With respect to the final prong, there would be extreme prejudice to the State in this matter. The events that led to this Indictment occurred over seven years ago. The State's ability to present this case is clearly at risk.
On appeal, defendant raises the following issues:
I. THE ORDER DENYING POST-CONVICTION RELIEF SHOULD BE REVERSED BECAUSE THE DEFENDANT'S FOURTEENTH AMENDMENT DUE PROCESS RIGHT TO BE PROTECTED FROM AN EX POST FACTO CHANGE IN PAROLE SUPERVISION WAS VIOLATED.
II. THE ORDER DENYING POST-CONVICTION RELIEF SHOULD BE REVERSED AND THE MATTER REMANDED FOR A FULL EVIDENTIARY HEARING BECAUSE THE DEFENDANT MADE A PRIMA FACIE SHOWING OF INEFFECTIVE ASSISTANCE OF COUNSEL UNDER THE STRICKLAND/FRITZ TEST.
III. THE COURT'S RULING DENYING POST-CONVICTION RELIEF VIOLATED DEFENDANT'S RIGHT TO EFFECTIVE ASSISTANCE OF COUNSEL AS GUARANTEED BY THE SIXTH AMENDMENT TO THE UNITED STATES CONSTITUTION.
IV. DEFENDANT'S GUILTY PLEA WAS NOT KNOWING AND INTELLIGENT, AND SHOULD BE VACATED.
We deem these issues to be without sufficient merit to warrant discussion in this opinion. R. 2:11-3(e)(2). We add only the following comments.
It is axiomatic that in order for defendant to obtain relief based on ineffective assistance grounds, he is obliged to show not only the particular manner in which counsel's performance was deficient, but also that but for counsel's deficiency, he would not have pled guilty and would have insisted on going to trial. See Hill v. Lockhart, 474 U.S. 52, 56, 57-59, 106 S. Ct. 366, 369-70, 88 L. Ed. 2d 203, 209-10 (1985); State v. DiFrisco, 137 N.J. 434, 456-57 (1994), cert. denied, 516 U.S. 1129, 116 S. Ct. 949, 133 L. Ed. 2d 873 (1996); see also Strickland v. Washington, 466 U.S. 668, 687, 104 S. Ct. 2052, 2064, 80 L. Ed. 2d 674, 693 (1984); State v. Fritz, 105 N.J. 42, 58-61 (1987). We are persuaded that the alleged deficiencies here clearly fail to meet either the performance or prejudice prong of the Strickland test, substantially for the reasons stated by Judge Lourdes I. Santiago in her comprehensive written opinion of February 28, 2011.

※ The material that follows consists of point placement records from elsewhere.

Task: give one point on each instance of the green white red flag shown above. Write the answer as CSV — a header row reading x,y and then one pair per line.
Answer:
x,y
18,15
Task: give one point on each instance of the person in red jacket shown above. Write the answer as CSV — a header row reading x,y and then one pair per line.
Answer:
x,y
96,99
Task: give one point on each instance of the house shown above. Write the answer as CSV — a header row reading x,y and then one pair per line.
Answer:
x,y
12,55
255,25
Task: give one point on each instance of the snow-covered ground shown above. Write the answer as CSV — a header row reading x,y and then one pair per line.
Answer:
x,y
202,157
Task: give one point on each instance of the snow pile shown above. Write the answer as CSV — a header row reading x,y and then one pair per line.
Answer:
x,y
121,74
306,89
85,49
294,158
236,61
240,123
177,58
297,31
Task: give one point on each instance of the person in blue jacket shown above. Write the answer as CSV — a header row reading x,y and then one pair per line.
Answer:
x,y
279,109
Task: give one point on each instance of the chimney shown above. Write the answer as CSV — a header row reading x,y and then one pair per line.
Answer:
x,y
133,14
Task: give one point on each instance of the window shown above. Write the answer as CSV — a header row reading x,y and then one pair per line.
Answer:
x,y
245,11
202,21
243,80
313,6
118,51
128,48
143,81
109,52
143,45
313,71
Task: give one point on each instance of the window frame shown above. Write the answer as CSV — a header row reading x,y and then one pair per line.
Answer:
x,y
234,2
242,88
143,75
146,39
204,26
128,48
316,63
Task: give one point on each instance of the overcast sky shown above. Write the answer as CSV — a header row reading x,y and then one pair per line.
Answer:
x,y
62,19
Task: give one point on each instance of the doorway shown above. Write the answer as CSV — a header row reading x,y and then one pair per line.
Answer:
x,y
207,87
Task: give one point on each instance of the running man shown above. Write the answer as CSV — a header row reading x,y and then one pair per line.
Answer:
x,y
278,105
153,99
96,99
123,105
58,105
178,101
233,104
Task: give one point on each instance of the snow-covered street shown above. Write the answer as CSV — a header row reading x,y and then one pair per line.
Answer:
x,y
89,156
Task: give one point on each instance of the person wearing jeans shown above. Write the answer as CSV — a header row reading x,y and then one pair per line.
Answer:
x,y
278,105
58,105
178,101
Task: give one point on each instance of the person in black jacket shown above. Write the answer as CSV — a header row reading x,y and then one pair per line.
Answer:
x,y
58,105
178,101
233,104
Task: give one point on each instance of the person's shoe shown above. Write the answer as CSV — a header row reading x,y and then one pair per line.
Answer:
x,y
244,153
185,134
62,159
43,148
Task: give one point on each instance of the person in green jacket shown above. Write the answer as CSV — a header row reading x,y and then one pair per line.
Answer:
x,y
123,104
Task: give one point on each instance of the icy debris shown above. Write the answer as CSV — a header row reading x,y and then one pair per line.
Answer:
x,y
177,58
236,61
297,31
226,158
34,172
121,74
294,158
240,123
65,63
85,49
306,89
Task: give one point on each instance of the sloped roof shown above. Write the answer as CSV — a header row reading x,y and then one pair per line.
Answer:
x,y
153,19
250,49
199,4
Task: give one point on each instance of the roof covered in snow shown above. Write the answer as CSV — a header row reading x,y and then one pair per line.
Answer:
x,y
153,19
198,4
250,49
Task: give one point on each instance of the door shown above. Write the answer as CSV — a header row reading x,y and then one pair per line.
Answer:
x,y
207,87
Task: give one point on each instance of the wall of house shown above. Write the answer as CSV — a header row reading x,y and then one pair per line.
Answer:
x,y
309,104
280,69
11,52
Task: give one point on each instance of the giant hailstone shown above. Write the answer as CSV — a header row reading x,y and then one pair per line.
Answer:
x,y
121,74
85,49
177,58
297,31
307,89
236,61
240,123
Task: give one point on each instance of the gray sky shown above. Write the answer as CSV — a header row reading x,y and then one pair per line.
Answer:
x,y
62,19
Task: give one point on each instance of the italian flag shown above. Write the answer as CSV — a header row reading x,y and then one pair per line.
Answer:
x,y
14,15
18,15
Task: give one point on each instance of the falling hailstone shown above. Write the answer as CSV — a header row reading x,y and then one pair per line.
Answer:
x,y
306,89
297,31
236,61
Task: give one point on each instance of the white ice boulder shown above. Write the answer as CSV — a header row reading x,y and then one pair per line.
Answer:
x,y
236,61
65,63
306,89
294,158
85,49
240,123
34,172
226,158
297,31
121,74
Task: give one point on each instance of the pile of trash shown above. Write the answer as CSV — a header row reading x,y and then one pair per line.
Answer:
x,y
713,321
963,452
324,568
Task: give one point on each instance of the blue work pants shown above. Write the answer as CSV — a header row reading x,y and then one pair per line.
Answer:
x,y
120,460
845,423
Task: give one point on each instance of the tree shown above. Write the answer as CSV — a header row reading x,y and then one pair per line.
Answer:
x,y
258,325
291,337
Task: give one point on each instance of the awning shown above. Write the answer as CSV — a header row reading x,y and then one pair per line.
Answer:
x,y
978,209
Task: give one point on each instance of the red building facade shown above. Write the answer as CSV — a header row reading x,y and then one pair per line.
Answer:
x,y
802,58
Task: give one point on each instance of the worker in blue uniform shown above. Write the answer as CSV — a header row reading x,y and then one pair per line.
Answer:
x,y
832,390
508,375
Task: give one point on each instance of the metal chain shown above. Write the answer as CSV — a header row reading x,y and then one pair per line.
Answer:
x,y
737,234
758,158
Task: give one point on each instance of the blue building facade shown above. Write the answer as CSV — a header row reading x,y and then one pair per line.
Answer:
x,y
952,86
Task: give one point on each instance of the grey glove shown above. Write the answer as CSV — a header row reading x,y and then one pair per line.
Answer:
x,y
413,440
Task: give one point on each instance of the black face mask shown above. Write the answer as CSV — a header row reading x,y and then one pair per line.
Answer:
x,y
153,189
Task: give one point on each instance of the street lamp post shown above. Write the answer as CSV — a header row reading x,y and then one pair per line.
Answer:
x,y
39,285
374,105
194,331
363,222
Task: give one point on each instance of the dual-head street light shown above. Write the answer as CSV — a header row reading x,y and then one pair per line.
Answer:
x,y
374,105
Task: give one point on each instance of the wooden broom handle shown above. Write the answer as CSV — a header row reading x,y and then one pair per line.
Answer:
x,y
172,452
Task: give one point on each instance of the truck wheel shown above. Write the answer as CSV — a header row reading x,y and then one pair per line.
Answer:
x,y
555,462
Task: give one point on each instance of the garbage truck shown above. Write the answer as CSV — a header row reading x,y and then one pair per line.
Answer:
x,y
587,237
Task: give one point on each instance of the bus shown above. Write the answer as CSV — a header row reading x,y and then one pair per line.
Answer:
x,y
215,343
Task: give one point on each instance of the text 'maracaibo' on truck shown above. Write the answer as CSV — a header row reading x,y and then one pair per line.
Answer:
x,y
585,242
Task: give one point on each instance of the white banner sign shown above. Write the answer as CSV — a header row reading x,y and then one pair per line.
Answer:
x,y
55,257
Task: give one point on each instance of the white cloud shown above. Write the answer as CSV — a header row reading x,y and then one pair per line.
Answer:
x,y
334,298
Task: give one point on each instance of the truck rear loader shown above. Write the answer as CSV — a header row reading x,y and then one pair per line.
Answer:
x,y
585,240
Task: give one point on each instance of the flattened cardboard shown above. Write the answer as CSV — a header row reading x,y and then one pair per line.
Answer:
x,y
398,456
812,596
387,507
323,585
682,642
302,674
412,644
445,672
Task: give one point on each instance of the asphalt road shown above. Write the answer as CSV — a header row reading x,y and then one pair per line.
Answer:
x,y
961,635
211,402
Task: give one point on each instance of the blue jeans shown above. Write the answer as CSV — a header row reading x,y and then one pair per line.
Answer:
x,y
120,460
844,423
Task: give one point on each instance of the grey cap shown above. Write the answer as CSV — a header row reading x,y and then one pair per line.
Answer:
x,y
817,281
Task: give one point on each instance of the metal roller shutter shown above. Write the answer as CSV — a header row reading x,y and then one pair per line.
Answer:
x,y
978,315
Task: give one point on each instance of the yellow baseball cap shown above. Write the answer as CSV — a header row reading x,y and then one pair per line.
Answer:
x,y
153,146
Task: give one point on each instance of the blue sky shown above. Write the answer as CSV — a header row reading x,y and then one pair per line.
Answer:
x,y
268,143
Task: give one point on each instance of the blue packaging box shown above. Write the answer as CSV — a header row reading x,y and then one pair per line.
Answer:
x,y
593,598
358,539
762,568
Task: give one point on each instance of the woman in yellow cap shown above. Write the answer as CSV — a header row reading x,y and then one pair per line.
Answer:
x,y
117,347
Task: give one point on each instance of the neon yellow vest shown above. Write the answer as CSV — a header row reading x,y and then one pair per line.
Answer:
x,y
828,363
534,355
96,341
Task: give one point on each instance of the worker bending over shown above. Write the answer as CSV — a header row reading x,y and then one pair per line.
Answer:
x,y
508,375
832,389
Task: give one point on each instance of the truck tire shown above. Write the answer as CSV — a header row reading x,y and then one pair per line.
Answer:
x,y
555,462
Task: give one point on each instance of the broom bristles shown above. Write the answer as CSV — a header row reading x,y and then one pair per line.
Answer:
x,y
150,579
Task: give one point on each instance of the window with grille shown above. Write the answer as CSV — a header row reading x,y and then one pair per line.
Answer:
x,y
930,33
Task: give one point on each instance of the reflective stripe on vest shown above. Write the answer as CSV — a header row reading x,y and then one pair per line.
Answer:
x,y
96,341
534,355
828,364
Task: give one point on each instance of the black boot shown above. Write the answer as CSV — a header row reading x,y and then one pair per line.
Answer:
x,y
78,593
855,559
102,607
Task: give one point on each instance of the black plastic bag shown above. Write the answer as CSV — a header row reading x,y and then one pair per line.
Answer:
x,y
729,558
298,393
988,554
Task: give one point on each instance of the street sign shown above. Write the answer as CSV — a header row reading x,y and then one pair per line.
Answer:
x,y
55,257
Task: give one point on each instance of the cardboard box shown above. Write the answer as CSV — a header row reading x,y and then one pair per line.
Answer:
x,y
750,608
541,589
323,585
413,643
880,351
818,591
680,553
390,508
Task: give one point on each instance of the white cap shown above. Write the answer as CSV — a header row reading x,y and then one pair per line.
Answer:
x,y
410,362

With respect to defendant's contention that he was subjected to an unconstitutional ex post facto increase in his parole supervision, suffice it to say, the claim was never raised below and therefore is not properly presented here. Nieder v. Royal Indem. Ins. Co., 62 N.J. 229, 234 (1973); State v. Cryan, 320 N.J. Super. 325, 332 (App. Div. 1999). In any event, the argument fails substantively. Defendant's sentencing exposure did not change - much less increase - from the time he pled guilty, when he was clearly aware he was subject to the mandatory five-year period of parole supervision, a fact memorialized in his JOC, amended the very same day of its entry, to reflect this particular feature of his sentence.